Anyway onto the substance of should GP fees be capped, and Tony Ryall answered this well:
“We think the Government’s price control affects the long-term viability of general practice. So people can have the price control, but they might not have a GP. That’s the reason we’ve indicated for a long time that we just don’t think they should have this.”
He said National would have a much more “trusting relationship and a relationship of mutual respect” with doctors, who had undertaken to pass on subsidies when they signed up for them.
And then John Key said:
National leader John Key also said fees would be controlled by “the market”. Asked what would stop rural doctors increasing their fees given they faced little competition, Mr Key said “country GPs aren’t exactly known for being rip-off merchants”.
Labour’s imposing price controls on GPs has been part a 20 year battle by Helen Clark (she tried in the 1980s) to effectively nationalise GPs and make them de facto state employees. We’d be like the UK National Health Service and I suggest anyone who trumpets that service should be forced to go and use it.

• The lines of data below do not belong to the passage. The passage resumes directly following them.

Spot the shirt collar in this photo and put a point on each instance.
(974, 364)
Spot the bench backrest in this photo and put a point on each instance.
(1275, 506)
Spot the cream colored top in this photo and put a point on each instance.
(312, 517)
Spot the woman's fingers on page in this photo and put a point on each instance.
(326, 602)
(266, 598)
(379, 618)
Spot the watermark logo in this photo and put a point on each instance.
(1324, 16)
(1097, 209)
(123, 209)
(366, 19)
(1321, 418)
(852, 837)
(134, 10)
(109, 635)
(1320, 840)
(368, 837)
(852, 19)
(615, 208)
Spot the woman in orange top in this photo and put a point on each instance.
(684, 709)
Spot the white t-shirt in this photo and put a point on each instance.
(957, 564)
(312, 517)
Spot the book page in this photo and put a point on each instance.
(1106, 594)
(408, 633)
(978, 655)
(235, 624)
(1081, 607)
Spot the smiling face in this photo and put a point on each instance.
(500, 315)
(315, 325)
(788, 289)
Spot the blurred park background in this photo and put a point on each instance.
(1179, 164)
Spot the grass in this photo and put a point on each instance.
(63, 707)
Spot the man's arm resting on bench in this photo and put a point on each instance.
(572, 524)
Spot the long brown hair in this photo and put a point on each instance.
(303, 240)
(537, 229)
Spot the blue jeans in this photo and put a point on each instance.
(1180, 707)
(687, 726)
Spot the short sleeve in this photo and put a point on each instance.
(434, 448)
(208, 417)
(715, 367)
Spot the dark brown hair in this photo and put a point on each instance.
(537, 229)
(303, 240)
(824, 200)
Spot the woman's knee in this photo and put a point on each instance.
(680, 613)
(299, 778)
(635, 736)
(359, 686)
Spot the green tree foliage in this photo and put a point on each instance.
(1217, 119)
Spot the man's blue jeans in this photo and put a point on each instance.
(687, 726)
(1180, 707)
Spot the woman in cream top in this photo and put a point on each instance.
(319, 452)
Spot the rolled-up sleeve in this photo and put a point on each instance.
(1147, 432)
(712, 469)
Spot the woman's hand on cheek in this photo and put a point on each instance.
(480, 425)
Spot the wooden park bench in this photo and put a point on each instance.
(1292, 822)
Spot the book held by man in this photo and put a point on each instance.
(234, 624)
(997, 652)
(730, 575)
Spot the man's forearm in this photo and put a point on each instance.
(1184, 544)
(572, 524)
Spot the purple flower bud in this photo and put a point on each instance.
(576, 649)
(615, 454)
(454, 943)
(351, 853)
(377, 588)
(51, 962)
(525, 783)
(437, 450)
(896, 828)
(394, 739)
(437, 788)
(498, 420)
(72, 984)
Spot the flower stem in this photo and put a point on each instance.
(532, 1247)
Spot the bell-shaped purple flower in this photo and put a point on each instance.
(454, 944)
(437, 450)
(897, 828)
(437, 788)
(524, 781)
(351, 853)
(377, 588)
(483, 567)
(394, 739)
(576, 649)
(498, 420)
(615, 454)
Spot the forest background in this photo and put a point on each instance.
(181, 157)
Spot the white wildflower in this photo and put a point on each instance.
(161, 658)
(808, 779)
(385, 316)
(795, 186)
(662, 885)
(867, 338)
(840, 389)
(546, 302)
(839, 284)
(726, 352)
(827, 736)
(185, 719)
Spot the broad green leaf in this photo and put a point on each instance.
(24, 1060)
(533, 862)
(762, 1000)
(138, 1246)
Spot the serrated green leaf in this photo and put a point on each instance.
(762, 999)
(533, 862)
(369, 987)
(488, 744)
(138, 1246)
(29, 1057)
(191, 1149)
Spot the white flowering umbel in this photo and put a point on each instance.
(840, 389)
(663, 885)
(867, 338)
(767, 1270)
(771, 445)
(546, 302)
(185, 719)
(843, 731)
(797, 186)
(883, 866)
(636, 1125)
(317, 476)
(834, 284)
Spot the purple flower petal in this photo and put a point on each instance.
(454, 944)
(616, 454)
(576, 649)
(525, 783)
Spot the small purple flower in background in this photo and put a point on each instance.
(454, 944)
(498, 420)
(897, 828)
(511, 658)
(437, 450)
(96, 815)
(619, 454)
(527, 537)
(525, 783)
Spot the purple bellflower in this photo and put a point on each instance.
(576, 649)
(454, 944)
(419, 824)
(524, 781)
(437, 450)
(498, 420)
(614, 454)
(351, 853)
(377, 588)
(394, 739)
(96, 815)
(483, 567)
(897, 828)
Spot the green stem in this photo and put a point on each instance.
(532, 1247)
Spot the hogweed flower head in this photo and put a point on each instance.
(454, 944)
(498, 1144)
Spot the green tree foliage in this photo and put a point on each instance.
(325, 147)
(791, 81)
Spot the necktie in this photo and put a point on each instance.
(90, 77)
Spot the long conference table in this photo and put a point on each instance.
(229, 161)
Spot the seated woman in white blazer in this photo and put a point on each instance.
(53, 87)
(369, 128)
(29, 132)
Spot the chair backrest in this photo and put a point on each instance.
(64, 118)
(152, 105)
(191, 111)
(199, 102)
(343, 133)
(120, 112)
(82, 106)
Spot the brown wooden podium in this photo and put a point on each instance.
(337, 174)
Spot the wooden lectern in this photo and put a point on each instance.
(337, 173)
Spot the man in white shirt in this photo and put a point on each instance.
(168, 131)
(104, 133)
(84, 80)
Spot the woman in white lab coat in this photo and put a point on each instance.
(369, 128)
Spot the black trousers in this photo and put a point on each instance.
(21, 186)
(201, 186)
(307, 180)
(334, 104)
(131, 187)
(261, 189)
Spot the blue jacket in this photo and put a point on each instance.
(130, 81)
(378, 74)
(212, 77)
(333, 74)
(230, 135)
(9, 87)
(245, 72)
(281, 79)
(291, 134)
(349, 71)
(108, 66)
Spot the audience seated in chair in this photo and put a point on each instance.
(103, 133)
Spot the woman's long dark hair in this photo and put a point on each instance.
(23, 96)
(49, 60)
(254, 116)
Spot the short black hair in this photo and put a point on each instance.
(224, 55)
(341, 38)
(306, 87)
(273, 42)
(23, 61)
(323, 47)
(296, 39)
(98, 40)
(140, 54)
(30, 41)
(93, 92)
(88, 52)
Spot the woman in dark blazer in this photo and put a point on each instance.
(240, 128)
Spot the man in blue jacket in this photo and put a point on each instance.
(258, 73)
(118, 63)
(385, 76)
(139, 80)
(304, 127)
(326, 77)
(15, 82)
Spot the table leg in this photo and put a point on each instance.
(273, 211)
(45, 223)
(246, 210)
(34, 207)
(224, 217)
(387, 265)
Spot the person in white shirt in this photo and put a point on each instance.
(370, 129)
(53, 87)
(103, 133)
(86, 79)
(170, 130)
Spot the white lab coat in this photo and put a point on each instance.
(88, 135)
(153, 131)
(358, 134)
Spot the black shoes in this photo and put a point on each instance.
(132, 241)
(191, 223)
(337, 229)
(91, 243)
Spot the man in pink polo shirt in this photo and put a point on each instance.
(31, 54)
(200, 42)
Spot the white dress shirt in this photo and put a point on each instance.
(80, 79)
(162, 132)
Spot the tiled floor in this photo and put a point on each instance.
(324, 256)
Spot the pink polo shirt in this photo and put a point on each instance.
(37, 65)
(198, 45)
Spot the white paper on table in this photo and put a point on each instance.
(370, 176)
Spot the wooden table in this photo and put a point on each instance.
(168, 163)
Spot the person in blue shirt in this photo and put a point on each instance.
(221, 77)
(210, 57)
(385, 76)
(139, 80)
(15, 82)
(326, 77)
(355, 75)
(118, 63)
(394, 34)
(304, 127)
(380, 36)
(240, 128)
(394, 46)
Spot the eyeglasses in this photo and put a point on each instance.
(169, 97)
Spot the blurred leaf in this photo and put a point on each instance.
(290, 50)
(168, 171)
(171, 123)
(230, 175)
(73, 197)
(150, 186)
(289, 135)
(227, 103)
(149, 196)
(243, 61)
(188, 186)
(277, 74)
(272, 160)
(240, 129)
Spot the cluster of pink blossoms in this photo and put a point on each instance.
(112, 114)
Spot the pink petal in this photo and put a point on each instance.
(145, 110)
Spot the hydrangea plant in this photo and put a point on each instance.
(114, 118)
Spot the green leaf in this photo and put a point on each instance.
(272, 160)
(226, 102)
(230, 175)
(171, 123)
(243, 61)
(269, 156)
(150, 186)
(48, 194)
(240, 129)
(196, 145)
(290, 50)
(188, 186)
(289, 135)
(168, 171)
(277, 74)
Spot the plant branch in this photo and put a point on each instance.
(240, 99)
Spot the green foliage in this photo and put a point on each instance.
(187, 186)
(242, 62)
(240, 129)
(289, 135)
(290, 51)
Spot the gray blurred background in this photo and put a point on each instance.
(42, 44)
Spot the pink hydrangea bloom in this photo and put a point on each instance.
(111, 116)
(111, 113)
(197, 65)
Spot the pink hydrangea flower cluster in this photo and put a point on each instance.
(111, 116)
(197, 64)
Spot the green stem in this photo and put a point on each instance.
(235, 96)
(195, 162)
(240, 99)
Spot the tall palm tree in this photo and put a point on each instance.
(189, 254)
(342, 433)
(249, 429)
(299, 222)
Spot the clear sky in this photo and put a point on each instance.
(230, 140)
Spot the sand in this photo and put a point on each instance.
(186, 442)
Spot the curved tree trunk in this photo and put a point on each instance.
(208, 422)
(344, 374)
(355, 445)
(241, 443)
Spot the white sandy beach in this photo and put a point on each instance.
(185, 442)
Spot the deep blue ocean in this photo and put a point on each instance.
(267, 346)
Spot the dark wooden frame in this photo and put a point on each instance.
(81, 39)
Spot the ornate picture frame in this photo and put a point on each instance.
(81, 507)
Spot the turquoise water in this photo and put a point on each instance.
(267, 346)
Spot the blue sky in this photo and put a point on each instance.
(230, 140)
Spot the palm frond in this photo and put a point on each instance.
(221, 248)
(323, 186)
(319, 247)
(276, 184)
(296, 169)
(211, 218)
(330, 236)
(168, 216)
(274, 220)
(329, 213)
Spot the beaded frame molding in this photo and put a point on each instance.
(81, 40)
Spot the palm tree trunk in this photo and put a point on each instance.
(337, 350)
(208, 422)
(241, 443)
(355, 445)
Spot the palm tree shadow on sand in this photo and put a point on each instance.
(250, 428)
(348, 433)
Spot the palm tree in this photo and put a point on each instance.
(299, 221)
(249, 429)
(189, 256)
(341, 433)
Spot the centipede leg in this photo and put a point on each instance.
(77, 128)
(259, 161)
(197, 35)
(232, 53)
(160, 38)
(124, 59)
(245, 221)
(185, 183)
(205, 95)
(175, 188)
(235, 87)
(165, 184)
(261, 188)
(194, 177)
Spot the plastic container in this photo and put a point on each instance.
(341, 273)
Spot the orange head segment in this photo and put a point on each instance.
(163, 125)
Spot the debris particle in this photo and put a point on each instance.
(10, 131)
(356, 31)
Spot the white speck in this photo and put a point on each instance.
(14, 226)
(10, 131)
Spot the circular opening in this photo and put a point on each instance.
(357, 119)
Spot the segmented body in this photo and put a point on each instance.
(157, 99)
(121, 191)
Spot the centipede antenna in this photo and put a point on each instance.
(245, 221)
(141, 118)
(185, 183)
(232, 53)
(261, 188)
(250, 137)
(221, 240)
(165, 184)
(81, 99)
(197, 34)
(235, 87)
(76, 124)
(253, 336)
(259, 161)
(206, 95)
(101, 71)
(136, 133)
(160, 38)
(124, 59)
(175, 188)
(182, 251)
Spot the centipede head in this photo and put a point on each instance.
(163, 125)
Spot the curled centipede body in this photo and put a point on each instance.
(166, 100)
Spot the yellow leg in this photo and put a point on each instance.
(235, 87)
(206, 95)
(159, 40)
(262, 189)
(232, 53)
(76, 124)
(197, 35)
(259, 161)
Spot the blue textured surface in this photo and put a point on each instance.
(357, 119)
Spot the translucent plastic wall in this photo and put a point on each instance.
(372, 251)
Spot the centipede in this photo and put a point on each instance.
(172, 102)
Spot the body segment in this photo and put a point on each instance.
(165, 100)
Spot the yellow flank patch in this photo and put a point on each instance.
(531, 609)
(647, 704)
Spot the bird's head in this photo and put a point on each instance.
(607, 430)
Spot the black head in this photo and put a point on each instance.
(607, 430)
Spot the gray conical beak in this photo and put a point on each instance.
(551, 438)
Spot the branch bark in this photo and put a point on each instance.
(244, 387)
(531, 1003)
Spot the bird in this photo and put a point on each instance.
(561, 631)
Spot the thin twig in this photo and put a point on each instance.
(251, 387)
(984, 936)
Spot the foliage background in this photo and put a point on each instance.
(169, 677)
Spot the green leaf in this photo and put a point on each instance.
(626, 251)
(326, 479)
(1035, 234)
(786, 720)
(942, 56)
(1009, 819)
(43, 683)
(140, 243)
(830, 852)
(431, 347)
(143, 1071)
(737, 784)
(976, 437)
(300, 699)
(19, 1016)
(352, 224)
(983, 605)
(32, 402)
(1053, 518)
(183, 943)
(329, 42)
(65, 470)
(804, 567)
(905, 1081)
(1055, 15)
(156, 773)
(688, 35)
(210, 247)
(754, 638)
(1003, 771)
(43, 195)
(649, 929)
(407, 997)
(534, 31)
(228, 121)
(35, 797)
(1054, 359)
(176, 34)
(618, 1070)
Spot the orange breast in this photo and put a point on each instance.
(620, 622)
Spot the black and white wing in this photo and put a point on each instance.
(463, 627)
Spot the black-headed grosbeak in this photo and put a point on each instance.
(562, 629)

The reality is we have a huge GP shortage, especially in rural areas. The thought of GPs making themselves filthy rich because they are the only GP in say Haast is a joke. We have real problems getting GPs into rural areas, even with the massive influx of foreign trained GPs.
GPs income relative to other professionals has, if I recall correctly, massively shrunk in the last 20 years. It used to be a top profession to aim for, with top remuneration, but now some LLB students are earning more than a GP, before the med student even finishes study.
Another reason the state should not price set for GPs is not all practices are the same. They have different property costs, different staff costs, different mixtures of patients, different average times per consultation etc.